Marc Pfeiffer, assistant director at Rutgers University’s Bloustein Local Government Research Center, said the Murphy administration’s budget proposal prepares for revenue shortfalls while continuing to support popular public initiatives with an eye on local elections this year.

Murphy is a Democrat and his fellow Democrats control the legislature, though they haven’t always been on the same page.

“The entire legislature is up for reelection in the fall period, so it is an election-year budget,” he said. “At the moment, the economy’s doing stronger than the Fed expected it to and consumer spending is still up, so there’s uncertainty as to what next year’s revenues will look like.”

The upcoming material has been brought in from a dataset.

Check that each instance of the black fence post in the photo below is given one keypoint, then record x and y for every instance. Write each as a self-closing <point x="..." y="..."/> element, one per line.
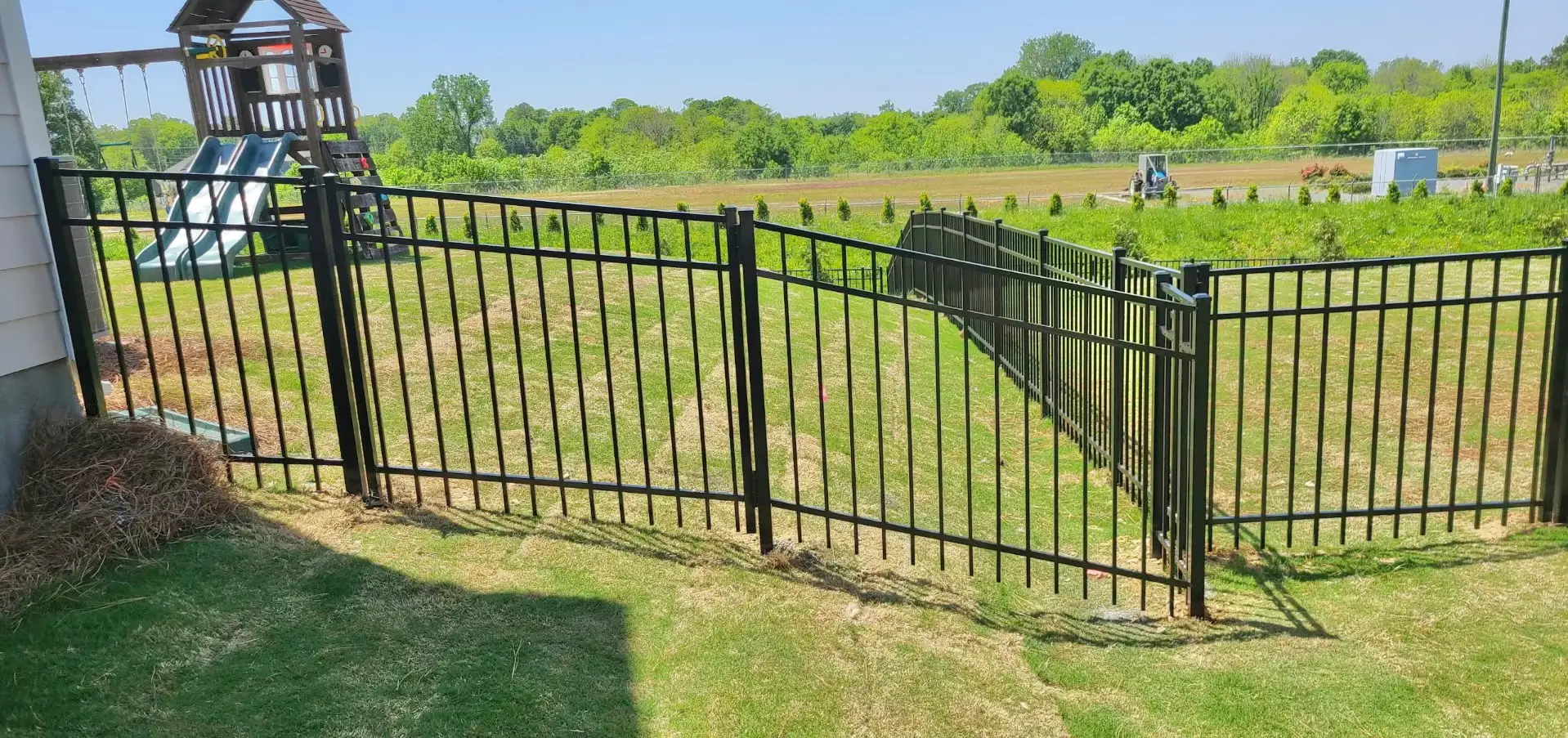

The proposal also seeks funding to extend initiatives popular with state Democrats including the ANCHOR property tax relief program, which will pay out refunds to 1.5 million people, according to the Murphy administration, and the Child Tax Credit program, which will see per child distributions doubled to $1,000.

That social spending will likely create “a cushion in case of a recession” for state residents, and give Democrats a win ahead of elections, said Pfeiffer.

Murphy’s proposal contains no new fare hikes for New Jersey Transit services which may not be an entirely good thing, Glasgall said, because it makes no attempts to propose a long-term financing plan to address the commuter rail and bus network’s chronic funding issues.

NJ Transit lacks a dedicated funding stream, with successive administrations tapping other revenue, including New Jersey Turnpike revenues, the state’s Clean Energy Fund, and even NJ Transit’s own capital fund, to keep service running, presenting a liability for the state, he added.

“It takes a lot of capital to keep a huge rail operation running properly and the problem with shortchanging the capital budget is that eventually, it catches up with you,” he said.

Glasgall also said the state worker and teacher pension systems, supported separately from other public pensions, remained underfunded.

All in all the budget proposal was balanced, said Glasgall, being flexible enough to accommodate a wide range of economic outcomes.

“If we got into a serious recession, New Jersey’s going into this in much better fiscal shape than before,” he said. “It’s got a very strong rainy day fund, a big general fund surplus. They’ve got a strategy now.”

Other proposals in the spending plan include upping education spending on direct assistance to local k-12 school districts by $830 million, bringing the total to $11 billion, and $100 million in funds for the preservation and development of affordable workforce housing units to meet an expected increase in demand over the coming years.

In one of several critical responses from state GOP leaders, Senate Republican Leader Steven Oroho called the budget “a huge and unsustainable spending increase.”

“Gov. Murphy’s budget proposal for next year is 5% larger than this year’s budget, and it’s 50% bigger than the prior administration’s final budget,” Oroho said. “We know that billions of that will likely be pork spending that should be redirected to tax relief.”